|
Es la mayor duda de todos los que en este momento se plantean adquirir su nueva vivienda o invertir en lo de siempre: el ladrillo. |
![]() |
|---|
Y, a pesar de todas las malas noticias del sector, o justamente por eso, sí que puede ser un buen momento para comprar: no a lo loco, pero sí comprar.
Para los inversores de bolsa es un axioma: compra cuando está barato; y para cualquiera con sentido común también. Lo que parece absurdo es justamente lo contrario: comprar cuando lo hace todo el mundo y los precios son prohibitivos (será que vamos con la moda y no con la razón).
Que este es un momento no exento de dificultades es más que evidente, y quizás las dos fundamentales son:
1.- Disponer de dinero: que no es poca dificultad: suerte el que tiene dinero propio y afortunado el que consigue un buen crédito.
2.-Tener seguridad laboral: que es casi tanto como lo anterior, porque es lo primero que nos va a preguntar el afable director banco para no concedernos el crédito ( sí, ese mismo que intenta convencernos por todos los medios de que es una solemne estupidez comprar ahora, y que yo me temo que no le preocupa lo acertado de nuestra compra, sino que está temblando ante la posibilidad de que el cliente retire el dinero allí depositado para invertirlo en otro sitio).
Si salvamos estos dos escollos, sólo nos faltará despejar una duda antes de ponernos a la tarea: ¿ y si en los próximos meses las viviendas todavía siguen bajando de precio?
Para contestarlo quizás deberíamos volver a referenciarnos a la bolsa: siempre se puede esperar a que baje un poco más antes de comprar o a que suba un poco más antes de vender; esto lleva directamente a la inactividad y al arrepentimiento cuando se ha pasado el momento: la avaricia de conseguir un poco más suele producir el efecto contrario en la mayoría de los casos. Los profesionales suelen fijarse unos objetivos de ganancias y compran/venden cuando ven eses objetivos cumplidos: quizás no es el método que produce resultados más espectaculares, pero permite ganancias continuadas a lo largo de los años.
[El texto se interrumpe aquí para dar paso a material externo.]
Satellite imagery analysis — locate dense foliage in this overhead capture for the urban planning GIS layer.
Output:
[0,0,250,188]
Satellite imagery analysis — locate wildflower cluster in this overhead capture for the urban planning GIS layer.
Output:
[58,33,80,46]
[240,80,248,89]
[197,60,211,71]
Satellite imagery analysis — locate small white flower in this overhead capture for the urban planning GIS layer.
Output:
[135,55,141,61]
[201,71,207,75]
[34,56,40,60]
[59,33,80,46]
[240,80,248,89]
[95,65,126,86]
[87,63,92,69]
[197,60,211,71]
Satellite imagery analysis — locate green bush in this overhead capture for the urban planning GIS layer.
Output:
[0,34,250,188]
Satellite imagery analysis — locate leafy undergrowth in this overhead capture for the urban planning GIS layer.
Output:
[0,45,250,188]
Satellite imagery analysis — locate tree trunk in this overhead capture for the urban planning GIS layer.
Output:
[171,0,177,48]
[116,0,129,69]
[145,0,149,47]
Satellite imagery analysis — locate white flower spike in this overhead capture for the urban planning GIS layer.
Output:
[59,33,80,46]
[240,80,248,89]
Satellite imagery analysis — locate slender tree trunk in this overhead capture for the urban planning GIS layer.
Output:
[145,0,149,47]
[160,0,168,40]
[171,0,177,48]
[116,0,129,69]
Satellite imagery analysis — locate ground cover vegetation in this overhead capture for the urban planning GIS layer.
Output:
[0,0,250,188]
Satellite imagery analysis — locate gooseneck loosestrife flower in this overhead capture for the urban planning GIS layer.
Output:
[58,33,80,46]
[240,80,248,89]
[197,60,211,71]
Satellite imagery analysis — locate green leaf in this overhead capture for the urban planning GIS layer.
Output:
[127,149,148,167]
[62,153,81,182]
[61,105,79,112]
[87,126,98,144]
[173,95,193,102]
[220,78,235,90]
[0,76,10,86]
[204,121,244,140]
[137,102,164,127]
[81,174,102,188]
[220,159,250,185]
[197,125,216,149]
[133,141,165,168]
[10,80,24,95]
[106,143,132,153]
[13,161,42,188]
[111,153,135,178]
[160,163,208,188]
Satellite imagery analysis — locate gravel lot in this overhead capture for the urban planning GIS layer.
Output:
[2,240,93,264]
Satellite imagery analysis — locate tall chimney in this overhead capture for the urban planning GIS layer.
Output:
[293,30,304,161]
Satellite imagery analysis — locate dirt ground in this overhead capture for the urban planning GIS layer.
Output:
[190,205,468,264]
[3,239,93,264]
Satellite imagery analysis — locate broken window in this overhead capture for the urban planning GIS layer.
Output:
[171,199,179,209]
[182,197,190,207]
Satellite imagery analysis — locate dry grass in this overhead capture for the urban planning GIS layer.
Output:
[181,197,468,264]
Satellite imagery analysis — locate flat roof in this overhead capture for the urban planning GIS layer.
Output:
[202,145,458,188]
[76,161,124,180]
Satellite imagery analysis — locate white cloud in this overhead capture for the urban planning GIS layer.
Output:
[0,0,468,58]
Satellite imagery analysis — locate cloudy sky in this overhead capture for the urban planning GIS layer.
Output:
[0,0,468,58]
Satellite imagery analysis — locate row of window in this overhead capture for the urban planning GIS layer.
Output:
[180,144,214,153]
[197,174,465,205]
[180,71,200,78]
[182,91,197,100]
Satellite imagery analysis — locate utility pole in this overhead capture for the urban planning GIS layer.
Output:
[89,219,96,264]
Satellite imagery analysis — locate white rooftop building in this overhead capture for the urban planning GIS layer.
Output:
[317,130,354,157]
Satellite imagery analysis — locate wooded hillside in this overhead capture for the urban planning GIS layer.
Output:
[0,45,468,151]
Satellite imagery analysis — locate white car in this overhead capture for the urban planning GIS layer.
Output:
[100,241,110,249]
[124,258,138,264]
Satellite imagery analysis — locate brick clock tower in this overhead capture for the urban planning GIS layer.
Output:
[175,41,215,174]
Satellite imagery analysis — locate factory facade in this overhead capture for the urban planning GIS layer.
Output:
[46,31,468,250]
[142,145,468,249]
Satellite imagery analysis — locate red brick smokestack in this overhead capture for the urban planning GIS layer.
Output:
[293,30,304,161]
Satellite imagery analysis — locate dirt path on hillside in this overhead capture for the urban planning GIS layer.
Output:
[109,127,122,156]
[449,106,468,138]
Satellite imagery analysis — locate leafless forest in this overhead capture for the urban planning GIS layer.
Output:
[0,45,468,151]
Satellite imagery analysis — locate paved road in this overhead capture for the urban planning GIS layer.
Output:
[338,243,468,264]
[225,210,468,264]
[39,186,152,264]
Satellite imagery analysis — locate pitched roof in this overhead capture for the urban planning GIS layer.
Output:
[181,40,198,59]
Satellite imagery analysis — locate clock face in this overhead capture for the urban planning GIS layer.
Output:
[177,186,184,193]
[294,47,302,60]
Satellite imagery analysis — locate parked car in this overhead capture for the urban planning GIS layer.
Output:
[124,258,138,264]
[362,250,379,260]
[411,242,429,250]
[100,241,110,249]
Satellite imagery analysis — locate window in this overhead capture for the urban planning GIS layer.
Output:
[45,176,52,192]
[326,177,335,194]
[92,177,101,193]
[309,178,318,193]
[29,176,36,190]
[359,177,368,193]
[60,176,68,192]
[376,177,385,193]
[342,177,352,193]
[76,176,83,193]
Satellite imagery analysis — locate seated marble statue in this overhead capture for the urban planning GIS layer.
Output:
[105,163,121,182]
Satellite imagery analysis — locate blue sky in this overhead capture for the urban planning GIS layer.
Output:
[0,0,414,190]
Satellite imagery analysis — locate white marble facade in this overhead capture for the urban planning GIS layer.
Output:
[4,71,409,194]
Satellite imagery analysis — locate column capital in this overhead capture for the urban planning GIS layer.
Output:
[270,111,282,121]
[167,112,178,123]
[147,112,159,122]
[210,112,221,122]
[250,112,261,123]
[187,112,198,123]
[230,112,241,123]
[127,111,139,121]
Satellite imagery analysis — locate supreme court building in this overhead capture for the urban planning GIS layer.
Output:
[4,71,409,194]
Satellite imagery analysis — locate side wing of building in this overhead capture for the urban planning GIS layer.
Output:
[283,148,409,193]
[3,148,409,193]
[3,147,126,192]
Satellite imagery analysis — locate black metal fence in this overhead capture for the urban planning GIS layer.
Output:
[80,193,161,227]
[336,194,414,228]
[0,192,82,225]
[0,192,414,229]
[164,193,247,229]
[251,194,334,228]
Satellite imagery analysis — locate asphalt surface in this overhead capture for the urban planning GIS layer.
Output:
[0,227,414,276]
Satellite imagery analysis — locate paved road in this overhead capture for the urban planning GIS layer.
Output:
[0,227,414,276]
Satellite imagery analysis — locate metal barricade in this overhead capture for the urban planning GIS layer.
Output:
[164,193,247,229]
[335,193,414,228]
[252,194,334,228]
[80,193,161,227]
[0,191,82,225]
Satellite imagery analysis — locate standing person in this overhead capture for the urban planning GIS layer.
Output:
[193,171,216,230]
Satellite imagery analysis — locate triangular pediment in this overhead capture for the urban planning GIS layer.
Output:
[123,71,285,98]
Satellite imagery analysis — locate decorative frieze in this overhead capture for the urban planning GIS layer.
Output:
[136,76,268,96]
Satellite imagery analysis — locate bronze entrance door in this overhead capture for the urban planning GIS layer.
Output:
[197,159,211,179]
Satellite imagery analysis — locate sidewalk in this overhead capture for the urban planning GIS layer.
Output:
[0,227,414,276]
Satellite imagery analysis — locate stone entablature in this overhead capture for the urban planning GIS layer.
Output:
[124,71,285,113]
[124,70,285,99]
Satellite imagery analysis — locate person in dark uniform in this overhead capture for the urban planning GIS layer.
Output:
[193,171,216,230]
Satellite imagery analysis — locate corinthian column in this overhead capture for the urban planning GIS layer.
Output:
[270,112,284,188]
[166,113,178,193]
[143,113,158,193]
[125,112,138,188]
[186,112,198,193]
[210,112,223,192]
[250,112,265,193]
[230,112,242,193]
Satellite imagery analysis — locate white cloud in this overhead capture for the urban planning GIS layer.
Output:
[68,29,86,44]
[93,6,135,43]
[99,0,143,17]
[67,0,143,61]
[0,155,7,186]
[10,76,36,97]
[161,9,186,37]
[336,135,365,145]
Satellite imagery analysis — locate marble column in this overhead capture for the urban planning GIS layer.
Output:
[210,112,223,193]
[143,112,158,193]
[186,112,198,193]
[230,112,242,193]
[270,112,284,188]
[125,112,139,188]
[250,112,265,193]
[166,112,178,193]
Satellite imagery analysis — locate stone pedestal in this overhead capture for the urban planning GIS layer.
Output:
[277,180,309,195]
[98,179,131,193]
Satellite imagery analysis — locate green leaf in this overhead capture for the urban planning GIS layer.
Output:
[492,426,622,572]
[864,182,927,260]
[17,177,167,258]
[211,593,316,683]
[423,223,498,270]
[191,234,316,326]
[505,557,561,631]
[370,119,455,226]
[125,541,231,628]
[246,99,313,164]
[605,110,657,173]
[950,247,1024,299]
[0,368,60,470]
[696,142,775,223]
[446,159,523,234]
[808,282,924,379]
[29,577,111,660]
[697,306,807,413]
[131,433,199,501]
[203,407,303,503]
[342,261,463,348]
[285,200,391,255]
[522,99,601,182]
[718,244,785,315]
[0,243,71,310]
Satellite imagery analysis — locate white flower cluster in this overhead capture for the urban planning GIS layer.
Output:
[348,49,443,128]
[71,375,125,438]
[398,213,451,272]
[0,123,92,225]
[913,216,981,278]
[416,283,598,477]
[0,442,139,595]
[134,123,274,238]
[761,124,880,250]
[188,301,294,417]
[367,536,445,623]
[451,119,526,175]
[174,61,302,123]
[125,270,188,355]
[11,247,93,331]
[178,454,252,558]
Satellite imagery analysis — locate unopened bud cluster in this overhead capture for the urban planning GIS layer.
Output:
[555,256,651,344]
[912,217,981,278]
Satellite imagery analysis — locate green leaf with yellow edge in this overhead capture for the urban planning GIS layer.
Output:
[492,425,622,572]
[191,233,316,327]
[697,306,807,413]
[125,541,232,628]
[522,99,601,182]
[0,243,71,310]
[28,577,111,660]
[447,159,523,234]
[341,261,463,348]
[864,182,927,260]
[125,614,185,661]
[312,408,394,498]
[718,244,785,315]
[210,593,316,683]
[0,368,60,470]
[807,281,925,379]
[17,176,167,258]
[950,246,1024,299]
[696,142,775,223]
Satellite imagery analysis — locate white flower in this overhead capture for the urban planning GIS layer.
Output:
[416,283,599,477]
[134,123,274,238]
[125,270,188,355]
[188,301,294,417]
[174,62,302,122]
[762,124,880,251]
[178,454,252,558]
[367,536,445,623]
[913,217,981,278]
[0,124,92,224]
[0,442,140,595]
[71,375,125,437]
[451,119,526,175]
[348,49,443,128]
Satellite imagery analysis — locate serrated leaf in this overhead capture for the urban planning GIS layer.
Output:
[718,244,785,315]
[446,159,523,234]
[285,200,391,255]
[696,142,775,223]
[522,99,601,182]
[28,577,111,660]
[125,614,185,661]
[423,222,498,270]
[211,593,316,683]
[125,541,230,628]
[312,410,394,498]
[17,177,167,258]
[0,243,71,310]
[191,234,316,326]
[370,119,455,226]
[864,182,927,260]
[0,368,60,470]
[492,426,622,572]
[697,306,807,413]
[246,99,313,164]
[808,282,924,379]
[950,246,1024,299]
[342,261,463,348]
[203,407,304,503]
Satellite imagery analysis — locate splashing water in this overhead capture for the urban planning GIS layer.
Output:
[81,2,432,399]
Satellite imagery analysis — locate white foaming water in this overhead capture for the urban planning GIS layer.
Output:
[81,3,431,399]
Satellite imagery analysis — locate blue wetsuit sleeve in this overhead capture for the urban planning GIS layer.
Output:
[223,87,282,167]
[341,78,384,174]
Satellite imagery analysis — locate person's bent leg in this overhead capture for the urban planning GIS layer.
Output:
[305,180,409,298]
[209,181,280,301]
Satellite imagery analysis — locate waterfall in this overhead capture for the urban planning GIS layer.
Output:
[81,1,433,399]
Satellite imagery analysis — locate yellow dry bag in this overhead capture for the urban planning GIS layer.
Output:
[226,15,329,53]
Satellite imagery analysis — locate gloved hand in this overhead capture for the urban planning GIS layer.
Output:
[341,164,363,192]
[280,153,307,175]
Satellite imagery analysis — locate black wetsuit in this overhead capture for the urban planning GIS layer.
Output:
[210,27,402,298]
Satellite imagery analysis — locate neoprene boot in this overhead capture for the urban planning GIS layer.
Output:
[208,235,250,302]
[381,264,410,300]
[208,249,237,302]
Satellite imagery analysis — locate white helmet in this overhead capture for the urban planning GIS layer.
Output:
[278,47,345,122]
En el caso de una vivienda, si nos quedamos eternamente esperando mejores precios, iremos viendo desfilar una oportunidad tras otra, para al final quedarnos sin ninguna.
Deberíamos tener claros algunos criterios: tipo, tamaño y situación de la vivienda, y cuál es para nosotros el precio adecuado y dentro de nuestras posibilidades. Si encontramos la propiedad que se ajusta a lo que nos hemos propuesto: entonces es el momento de comprar.
|
|
Se están vendiendo viviendas. Lógicamente se compran las que tienen precios ajustados. |
|---|
Probablemente el mayor enemigo de este proceso de decisión racional sea el bombardeo mediático de noticias (muchas veces sesgadas, mal documentadas, mal intencionadas o mal interpretadas: eso se merece varias páginas) de las que acabamos deduciendo que las promotoras liquidan las viviendas a mitad de precio y los bancos poco menos que regalan las viviendas que embargan.
La realidad sin embargo es que nadie encuentra eses chollos, y que, si nos llegan a ofrecer algo a un precio más que estupendo, resulta ser un apartamento minúsculo en una urbanización a medio construir, en una supuesta zona de veraneo y en la otra punta del pais: casi casi el tipo de vivienda ideal que nos habíamos propuesto.
Por que sí, es evidente que ese tipo de propiedades que ahora nadie compra deberán estar casi regaladas: a ver si van a ser esas las que pesan en las estadísticas y hacen que la media de las rebajas sea más alta de lo que vemos en nuestro entorno ( ya se sabe que las estadísticas, cuanto más ciertas, más nos engañan).
Resumiendo: si encuentras la casa de tus sueños a buen precio y puedes permitírtelo: no la compres, sigue esperando. Lo mismo nadie la encuentra y a tí te ofrecen otras cuatro igual de interesantes o más ( que no te haya pasado nunca no quiere decir que no vaya a pasar); ya sabemos que la esperanza es lo último que se pierde, y las oportunidades lo primero.